I wasn’t able to be there and fully present for my children. I pray they forgive me for that.

I forgot who I am. I am strong. I am kind. I am resilient. I am determined. Why did I need somebody else to recognize these things in me? Why did I allow them to change my perception of myself? Why did I allow myself to become a lesser version of me, and devolve into the false notion they had created of “me”?

They never truly knew me. They didn’t even try. How could they? They barely knew themselves. They projected those insecurities on to me. Proving myself to them was impossible. A logical fallacy.

A dual minded man is unstable and all his ways. It’s contagious.

Forgiveness is for ourselves, not for others. So I forgive him. I forgive him for being broken, and trying to break me. But I cannot be broken. I have been beaten and bruised, but wounds heal when you stop picking at them. I can do that.

I forgive myself for falling prey. I forgive myself for leaving me.

We are to love our neighbors as we love ourselves. That means we are meant to love ourselves. Not our lives, not what we have, but who we are and what we are capable of. Because those are gifts from the Lord.

We didn’t make ourselves. We have to love His creation. Perfectly imperfect, requiring transformation.

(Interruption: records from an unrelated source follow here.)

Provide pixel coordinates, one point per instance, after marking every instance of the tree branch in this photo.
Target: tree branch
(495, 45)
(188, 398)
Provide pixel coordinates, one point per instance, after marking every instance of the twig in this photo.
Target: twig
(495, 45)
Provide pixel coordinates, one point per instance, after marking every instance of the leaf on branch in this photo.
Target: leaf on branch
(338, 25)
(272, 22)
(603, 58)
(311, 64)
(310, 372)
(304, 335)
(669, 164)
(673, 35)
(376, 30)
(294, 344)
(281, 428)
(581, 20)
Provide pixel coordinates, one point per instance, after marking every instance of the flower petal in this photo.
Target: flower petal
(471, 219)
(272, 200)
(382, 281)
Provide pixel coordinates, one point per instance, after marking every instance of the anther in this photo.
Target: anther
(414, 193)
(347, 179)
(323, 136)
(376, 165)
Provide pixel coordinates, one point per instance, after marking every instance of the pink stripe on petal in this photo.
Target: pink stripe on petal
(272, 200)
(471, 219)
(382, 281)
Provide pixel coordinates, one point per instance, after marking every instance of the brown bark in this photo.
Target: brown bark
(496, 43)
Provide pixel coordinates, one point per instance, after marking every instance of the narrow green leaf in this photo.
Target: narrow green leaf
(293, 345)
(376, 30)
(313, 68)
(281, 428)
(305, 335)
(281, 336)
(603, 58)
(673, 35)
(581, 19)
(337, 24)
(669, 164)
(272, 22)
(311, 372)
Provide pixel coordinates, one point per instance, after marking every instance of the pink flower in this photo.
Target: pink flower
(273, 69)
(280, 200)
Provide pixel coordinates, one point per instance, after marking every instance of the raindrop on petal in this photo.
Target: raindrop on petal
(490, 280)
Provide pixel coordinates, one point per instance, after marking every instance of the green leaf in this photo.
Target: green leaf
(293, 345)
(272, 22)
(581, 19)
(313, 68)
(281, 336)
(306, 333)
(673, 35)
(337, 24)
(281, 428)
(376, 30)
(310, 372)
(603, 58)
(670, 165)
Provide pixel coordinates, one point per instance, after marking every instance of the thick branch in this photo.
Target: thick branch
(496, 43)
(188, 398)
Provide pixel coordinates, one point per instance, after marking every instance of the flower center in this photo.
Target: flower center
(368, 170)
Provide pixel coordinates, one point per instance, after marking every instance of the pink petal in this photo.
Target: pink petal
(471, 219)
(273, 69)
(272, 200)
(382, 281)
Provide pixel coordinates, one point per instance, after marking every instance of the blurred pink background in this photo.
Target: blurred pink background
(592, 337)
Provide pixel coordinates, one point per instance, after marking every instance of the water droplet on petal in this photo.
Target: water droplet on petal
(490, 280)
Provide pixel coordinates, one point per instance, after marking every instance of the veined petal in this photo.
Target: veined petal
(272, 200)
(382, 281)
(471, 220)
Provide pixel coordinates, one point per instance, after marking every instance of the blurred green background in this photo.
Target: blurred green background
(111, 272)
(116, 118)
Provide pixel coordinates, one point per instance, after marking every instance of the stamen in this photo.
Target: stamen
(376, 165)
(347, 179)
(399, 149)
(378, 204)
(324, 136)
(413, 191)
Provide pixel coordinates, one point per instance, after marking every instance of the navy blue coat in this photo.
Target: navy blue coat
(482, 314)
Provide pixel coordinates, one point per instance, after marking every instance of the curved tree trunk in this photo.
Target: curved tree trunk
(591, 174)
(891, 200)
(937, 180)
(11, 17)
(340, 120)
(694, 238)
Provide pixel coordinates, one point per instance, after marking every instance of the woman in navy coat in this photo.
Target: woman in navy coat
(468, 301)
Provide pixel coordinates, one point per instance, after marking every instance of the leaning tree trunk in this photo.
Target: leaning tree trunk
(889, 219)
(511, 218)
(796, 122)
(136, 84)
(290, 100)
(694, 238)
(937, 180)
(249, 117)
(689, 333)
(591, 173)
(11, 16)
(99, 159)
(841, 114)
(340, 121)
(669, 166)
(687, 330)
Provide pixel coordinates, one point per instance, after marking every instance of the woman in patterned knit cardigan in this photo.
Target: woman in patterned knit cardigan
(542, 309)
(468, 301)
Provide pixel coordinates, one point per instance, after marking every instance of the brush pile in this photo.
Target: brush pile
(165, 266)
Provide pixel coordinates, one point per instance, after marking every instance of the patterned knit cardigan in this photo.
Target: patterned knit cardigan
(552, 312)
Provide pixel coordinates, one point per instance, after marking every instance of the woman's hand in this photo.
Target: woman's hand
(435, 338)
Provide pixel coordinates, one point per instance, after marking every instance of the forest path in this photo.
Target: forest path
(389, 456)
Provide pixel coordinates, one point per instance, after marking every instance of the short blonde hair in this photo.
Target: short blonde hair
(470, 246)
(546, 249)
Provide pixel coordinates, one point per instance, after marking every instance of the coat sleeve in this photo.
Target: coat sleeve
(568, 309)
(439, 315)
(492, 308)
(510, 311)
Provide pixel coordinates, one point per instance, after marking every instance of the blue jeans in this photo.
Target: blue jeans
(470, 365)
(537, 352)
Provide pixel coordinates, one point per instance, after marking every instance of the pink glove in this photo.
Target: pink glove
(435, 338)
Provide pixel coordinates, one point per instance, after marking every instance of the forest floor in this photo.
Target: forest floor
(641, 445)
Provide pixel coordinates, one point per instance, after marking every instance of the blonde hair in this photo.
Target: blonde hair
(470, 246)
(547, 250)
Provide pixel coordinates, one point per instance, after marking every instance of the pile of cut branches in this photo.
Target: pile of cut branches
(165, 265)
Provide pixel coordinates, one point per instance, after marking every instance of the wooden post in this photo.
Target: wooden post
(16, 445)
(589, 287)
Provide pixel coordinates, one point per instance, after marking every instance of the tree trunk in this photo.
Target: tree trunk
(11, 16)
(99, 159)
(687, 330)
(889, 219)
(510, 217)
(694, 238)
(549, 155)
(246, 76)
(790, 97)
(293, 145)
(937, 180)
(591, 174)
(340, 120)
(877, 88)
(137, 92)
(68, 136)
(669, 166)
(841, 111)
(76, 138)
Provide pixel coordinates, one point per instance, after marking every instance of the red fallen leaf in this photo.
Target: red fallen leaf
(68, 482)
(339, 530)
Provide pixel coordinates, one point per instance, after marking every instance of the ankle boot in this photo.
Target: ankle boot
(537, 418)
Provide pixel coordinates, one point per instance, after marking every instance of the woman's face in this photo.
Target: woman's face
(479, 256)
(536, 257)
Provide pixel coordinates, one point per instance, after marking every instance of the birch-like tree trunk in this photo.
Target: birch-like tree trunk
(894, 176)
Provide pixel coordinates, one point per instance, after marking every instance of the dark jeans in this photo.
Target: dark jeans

Metamorphosis is uncomfortable. I think of the caterpillar and the butterfly. I think it’s safe to assume that they experience severe growing pains. Remember how your legs would ache when you were a teenager? The last time you got a cut or scrape, it itched as it healed.

And after all that, there’s the struggle emerging from their cocoon. And what is the purpose of that final, arduous step? To make them strong for the outside world. If they can’t pull themselves out of their cocoon, they will die before their life even begins.

That’s where I’m at right now. I’m thankful to be alive. I’m thankful for the opportunity to change, and be prepared for someone who won’t try to mold me into something that I am not, and never wanted to be.

I’m thankful to be made stronger so that I don’t leave myself again.